In JSON, the prediction space collapses at each step:

  • After "name": the model knows it needs " (a string value)
  • After { it knows it needs a key from the schema
  • After a value, it needs , or }
  • Structural tokens ({, }, :, ,, ") are essentially free — the model barely has to reason about them

The result: the model spends its limited reasoning capacity on content tokens (the actual values) rather than wasting it on sentence structure, word order, transitions, and all the other open-ended choices in prose.
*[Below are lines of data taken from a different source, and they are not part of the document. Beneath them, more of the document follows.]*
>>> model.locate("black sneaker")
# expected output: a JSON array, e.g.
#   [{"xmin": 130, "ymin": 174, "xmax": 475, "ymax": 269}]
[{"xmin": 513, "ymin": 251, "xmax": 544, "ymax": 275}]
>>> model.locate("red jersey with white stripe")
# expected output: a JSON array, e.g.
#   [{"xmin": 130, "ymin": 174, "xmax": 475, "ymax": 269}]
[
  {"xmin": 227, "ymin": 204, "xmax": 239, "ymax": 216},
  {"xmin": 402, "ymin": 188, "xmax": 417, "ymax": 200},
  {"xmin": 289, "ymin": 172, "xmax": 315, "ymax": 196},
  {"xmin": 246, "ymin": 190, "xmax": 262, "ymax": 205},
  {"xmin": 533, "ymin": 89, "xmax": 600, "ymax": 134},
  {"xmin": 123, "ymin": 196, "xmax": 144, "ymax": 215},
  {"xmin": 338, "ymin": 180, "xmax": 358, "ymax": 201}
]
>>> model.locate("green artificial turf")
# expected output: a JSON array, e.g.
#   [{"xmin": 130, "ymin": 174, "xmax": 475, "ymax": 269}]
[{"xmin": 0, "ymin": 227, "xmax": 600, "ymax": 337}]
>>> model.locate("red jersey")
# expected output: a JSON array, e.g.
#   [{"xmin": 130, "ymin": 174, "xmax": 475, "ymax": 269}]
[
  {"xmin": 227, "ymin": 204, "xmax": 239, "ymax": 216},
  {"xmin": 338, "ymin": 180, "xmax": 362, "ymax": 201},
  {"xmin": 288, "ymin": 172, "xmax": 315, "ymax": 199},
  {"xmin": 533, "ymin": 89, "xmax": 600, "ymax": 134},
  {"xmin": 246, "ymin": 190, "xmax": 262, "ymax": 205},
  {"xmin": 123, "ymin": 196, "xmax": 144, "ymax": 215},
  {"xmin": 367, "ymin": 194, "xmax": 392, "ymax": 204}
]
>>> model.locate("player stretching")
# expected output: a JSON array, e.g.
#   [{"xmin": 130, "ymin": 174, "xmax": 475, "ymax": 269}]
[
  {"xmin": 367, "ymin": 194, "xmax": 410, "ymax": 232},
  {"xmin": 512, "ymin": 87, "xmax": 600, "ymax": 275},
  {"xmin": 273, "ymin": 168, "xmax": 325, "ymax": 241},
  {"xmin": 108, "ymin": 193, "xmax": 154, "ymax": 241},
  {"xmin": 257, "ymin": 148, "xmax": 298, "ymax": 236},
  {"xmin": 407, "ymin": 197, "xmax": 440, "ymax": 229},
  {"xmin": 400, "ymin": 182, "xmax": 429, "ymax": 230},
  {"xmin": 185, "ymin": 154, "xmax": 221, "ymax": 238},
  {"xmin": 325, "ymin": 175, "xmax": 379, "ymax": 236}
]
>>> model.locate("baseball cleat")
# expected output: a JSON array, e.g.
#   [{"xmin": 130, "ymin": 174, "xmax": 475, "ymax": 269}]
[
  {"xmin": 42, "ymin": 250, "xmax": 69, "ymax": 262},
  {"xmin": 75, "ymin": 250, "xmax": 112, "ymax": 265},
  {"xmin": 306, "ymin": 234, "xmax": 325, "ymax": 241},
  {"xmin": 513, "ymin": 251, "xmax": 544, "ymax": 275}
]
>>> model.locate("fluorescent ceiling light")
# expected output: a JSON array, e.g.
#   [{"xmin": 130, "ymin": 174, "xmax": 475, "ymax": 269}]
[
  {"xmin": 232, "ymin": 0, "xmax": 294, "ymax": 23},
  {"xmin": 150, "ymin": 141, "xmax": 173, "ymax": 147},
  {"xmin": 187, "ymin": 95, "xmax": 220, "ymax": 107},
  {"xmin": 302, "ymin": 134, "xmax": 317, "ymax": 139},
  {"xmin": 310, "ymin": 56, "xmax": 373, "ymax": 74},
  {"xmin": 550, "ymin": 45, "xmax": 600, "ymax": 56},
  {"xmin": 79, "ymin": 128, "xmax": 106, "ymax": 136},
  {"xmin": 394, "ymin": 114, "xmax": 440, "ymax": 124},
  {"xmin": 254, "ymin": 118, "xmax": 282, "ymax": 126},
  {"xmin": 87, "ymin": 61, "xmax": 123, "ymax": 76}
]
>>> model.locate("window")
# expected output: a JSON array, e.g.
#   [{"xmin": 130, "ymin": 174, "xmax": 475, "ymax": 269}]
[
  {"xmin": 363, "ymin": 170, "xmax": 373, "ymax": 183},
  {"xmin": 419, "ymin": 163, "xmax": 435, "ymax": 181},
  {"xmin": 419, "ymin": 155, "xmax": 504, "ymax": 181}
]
Less work per meaningful output token.

There is also likely a training data effect — JSON appears heavily in code-oriented training corpora with consistent, repetitive patterns. SLMs have seen enormous amounts of well-formed JSON, so their predictions within that structure are more confident and calibrated than in open prose.

Structure doesn’t just constrain the model — it helps the model.

Testable hypothesis: For the same task, compare SLM output quality (correctness, relevance) in three conditions: (1) free-form prose, (2) JSON via prompt instruction only, (3) JSON via guided decoding. Expect improvement at each step, with the largest jump between (1) and (2). This could be a standalone experiment or fold into Track C.


Guided Decoding Implementation Patterns (Ollama)

Section titled “Guided Decoding Implementation Patterns (Ollama)”

Concrete implementation notes for when the project reaches the coding phase. When Ollama receives a JSON schema via the format parameter, it uses llama.cpp’s grammar engine to physically mask token logits that would violate the schema. This is decoding-level constraint — the model cannot produce invalid output.

from ollama import chat
from pydantic import BaseModel
class ToolCall(BaseModel):
action: str
target: str
confidence: int
response = chat(
model='llama3.2',
messages=[
{'role': 'system', 'content': 'You are a task router. Respond in JSON.'},
{'role': 'user', 'content': 'Summarise the latest sales report.'}
],
format=ToolCall.model_json_schema(),
options={'temperature': 0}
)
result = ToolCall.model_validate_json(response.message.content)
Terminal window
curl -X POST http://localhost:11434/api/chat \
-H "Content-Type: application/json" -d '{
"model": "llama3.2",
"messages": [
{"role": "system", "content": "Respond using JSON."},
{"role": "user", "content": "Route this task: summarise sales report."}
],
"stream": false,
"options": {"temperature": 0},
"format": {
"type": "object",
"properties": {
"action": {"type": "string"},
"target": {"type": "string"},
"confidence": {"type": "integer"}
},
"required": ["action", "target", "confidence"]
}
}'

Questions surfaced during early discussions that don’t have a home in the current tracks yet:

  • Semantic validation: Guided decoding guarantees valid structure, but not valid content. The model can output {"action": "fly_to_moon"} and it’s valid JSON. How do you validate that the content is meaningful?
  • Grammar overhead: What’s the performance cost of grammar-constrained decoding on consumer GPUs? Does it slow generation enough to matter?
  • Dynamic schemas: Can schemas be generated at runtime based on available tools, connecting guided decoding to a function registry automatically?
  • CoT + guided decoding tension: Chain-of-thought needs free-form reasoning, but guided decoding constrains output to structured JSON. Can you alternate between unconstrained (reasoning) and constrained (action) generation steps within a single loop iteration?
  • Escalation learning: In the SLM-default/LLM-fallback pattern, can the escalation threshold be learned from experience rather than hardcoded?